4.3 Inspect Sensor Data

View one message from the robot’s simulated lidar sensor:

ros2 topic echo /scan --once

You’ll see a LaserScan message with an array of distance values — these are what the robot “sees” around it.

4.4 Watch Velocity Commands

In this terminal, start echoing the velocity topic:

ros2 topic echo /cmd_vel

Now switch to the teleop terminal and press i or j. You should see velocity messages appear in real time in the echo terminal.

📝 Write down one velocity message. What do linear.x and angular.z represent?
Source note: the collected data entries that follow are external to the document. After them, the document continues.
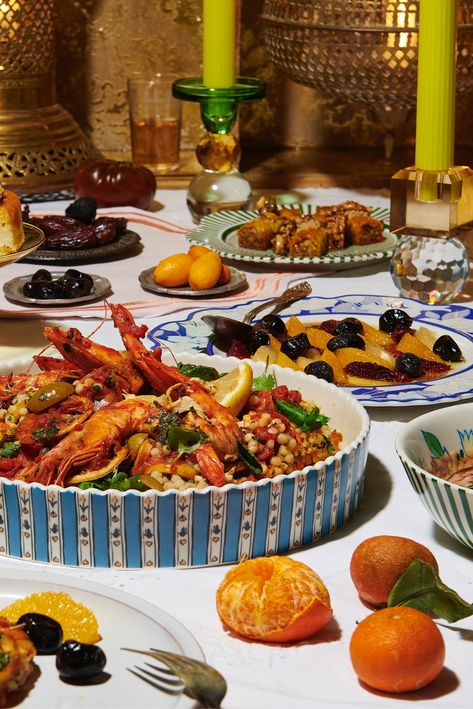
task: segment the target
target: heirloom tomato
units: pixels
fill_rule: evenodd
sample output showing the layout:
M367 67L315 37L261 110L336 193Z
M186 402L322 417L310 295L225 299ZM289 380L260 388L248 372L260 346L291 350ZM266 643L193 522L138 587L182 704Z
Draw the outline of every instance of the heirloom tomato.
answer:
M147 209L156 192L156 178L147 167L117 160L95 160L74 176L76 197L92 197L97 207Z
Hint: linear.x = forward/backward speed (m/s). angular.z = rotation speed (rad/s).


If simulation performance is poor, stop the container and run:

docker compose -f docker-compose.yml -f compose.lowlag.yml up

Shortcut:

make lowlag

This uses lower resolution (1024x576) and larger shared memory (2gb).


Part 6: Teleop Troubleshooting (If Robot Does Not Move)
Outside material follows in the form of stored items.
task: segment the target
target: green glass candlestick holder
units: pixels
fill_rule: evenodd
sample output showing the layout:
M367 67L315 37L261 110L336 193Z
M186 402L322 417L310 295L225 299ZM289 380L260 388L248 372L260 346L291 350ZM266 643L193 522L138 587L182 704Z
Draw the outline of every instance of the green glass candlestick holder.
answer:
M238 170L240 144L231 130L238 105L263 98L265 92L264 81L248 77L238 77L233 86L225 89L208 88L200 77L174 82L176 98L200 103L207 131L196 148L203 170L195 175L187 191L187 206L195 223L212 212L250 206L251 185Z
Most common cause: message type mismatch. The Gazebo bridge expects TwistStamped on /cmd_vel.

  1. Verify /cmd_vel message types:
ros2 topic info /cmd_vel --verbose

Both publisher and subscriber should use geometry_msgs/msg/TwistStamped.
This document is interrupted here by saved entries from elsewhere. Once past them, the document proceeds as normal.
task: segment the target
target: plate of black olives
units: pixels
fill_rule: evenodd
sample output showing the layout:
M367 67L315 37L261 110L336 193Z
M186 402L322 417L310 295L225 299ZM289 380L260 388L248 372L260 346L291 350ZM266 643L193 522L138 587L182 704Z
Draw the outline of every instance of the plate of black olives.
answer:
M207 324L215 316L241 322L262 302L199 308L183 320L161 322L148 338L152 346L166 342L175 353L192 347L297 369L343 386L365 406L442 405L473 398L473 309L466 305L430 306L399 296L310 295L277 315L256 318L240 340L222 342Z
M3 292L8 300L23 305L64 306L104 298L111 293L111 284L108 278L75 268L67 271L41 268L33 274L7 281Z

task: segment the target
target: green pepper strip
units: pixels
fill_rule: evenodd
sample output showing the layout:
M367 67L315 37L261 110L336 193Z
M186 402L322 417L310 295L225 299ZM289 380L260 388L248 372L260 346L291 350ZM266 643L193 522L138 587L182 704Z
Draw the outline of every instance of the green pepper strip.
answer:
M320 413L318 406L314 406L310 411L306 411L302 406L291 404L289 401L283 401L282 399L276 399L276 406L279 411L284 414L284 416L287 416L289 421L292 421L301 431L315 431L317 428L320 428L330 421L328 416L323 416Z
  1. Confirm messages are flowing while pressing teleop keys:
ros2 topic echo /cmd_vel
  1. Verify bridge node exists:
ros2 node list | grep bridge

You should see a parameter_bridge node.


Verification Checklist

Before you’re done, verify that you can answer YES to all of these:

  • Docker Desktop is installed and running on my laptop
  • docker compose up --build successfully starts the ROS2 environment
  • I can access the VNC desktop at http://localhost:6080
  • Gazebo launches with the TurtleBot3 in empty_world
  • I can drive the robot with keyboard teleoperation
  • ros2 node list shows active nodes
  • ros2 topic list shows active topics
  • I can echo sensor data from /scan

Submit: Post your two screenshots and the list of nodes/topics to the class Discord channel.


Key ROS2 Concepts

Concept What It Is
ROS2 Robot Operating System 2 — middleware that connects robot software components via a publish/subscribe messaging system
Node A single process that performs one task (e.g., reading a sensor, controlling a motor, planning a path)
Topic A named communication channel; nodes publish data to topics and subscribe to receive data
Message Structured data sent over a topic (e.g., TwistStamped for velocity commands, LaserScan for lidar data)
Gazebo A physics simulator that models robots, sensors, and environments
TurtleBot3 A small, affordable robot platform widely used in robotics education and research
Teleoperation Controlling a robot manually (e.g., keyboard, joystick) rather than autonomously

Shutting Down

When you’re done:

  1. Press Ctrl+C in each VNC terminal to stop running commands
  2. In your host terminal (not VNC), press Ctrl+C where docker compose up is running
  3. To fully remove the container: docker compose down
  4. The built image stays cached — next time docker compose up starts instantly

What’s Next

This environment is your robotics simulation sandbox for upcoming ROS2 work. It connects directly to the trajectory in the ros2intro slides:

  • SLAM mapping
  • localization
  • path planning
  • autonomous navigation with Nav2

Keep Docker Desktop installed and the ros2-environment repository on your machine.